The first thing you have to select is a region where your Timestream database is. Then you should be able to select the database and table from the dropdown.
Once you added the data source, you can create a new dashboard. On the left hand
side click Dashboards
and create a new one. Select Timestream data source and
in the query editor write such query. You can use it for every graph you create.
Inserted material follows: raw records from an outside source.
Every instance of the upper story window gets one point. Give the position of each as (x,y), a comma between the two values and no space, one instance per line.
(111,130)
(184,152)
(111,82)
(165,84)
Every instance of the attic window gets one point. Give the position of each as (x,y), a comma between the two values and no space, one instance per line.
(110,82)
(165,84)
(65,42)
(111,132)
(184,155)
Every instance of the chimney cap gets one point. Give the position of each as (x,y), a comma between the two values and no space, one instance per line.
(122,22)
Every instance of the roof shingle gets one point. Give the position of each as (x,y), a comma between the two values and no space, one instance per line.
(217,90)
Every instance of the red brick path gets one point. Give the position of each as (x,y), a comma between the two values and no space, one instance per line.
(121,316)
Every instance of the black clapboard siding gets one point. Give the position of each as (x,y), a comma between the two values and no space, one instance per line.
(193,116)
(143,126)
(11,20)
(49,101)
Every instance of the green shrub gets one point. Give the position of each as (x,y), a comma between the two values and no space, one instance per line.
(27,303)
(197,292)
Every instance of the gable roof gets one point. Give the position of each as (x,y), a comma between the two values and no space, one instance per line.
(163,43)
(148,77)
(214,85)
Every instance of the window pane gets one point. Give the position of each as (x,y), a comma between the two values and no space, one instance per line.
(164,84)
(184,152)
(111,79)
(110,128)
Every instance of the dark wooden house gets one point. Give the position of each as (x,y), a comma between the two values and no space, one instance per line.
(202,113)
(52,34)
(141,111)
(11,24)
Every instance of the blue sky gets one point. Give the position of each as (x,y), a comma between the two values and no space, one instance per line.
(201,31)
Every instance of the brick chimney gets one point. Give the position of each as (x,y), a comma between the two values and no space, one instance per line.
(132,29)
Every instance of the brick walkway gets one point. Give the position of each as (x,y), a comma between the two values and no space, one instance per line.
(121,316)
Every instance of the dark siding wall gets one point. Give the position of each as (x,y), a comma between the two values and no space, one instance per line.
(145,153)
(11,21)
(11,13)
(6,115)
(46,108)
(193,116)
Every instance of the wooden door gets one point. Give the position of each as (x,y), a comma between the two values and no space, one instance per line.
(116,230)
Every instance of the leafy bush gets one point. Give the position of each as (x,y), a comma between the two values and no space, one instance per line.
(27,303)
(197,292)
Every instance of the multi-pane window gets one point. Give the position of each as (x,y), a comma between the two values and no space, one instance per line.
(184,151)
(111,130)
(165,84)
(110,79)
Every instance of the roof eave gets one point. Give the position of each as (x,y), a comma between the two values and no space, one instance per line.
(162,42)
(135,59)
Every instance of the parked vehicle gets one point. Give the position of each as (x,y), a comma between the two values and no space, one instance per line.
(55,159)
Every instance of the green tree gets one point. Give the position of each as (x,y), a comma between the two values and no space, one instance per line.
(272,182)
Change the measured value on the left to choose. Click Apply
to save the graph
to the dashboard.
SELECT * FROM $__database.$__table WHERE measure_name = '$__measure'
You can then create a dashboard that will track your habits and tasks progress as an overall overview. You can also create a graph that will compare how well do your mornings look like (how much exp do you gain between 6 and 10 AM). To do this, set your graph type to bar chart and put the following long query.
WITH morning_values AS (
SELECT
date_trunc('day', time) AS day,
measure_value::double AS value_at_time,
CASE
WHEN extract(hour from time) = 6 THEN 'value_at_6am'
WHEN extract(hour from time) = 10 THEN 'value_at_10am'
END AS time_period
FROM
$__database.$__table
WHERE
(extract(hour from time) = 6
OR extract(hour from time) = 10)
AND measure_name = '$__measure'
),
aggregated_values AS (
SELECT
day,
MAX(CASE WHEN time_period = 'value_at_6am' THEN value_at_time ELSE NULL END) AS value_at_6am,
MAX(CASE WHEN time_period = 'value_at_10am' THEN value_at_time ELSE NULL END) AS value_at_10am
FROM
morning_values
GROUP BY
day
)
SELECT
value_at_10am - value_at_6am,
day
FROM
aggregated_values
ORDER BY
day ASC
It will do the following: first it will find all the measurements that happened at 6AM UTC or 10AM UTC (6:00-6:59 to be exact). Then it will take the largest of the values (so more likely 6:59 than 6:00) and pass it to another query that will group those values it by days. So we will have 1st July with two values, 2nd of July with two values, etc. Finally, for each day we will subtract 6AM measured value from 10AM measured value. Of course I didn't write this query myself. But I like the effect nevertheless. Because of UTC storage I expanded the window from 5AM to 12PM.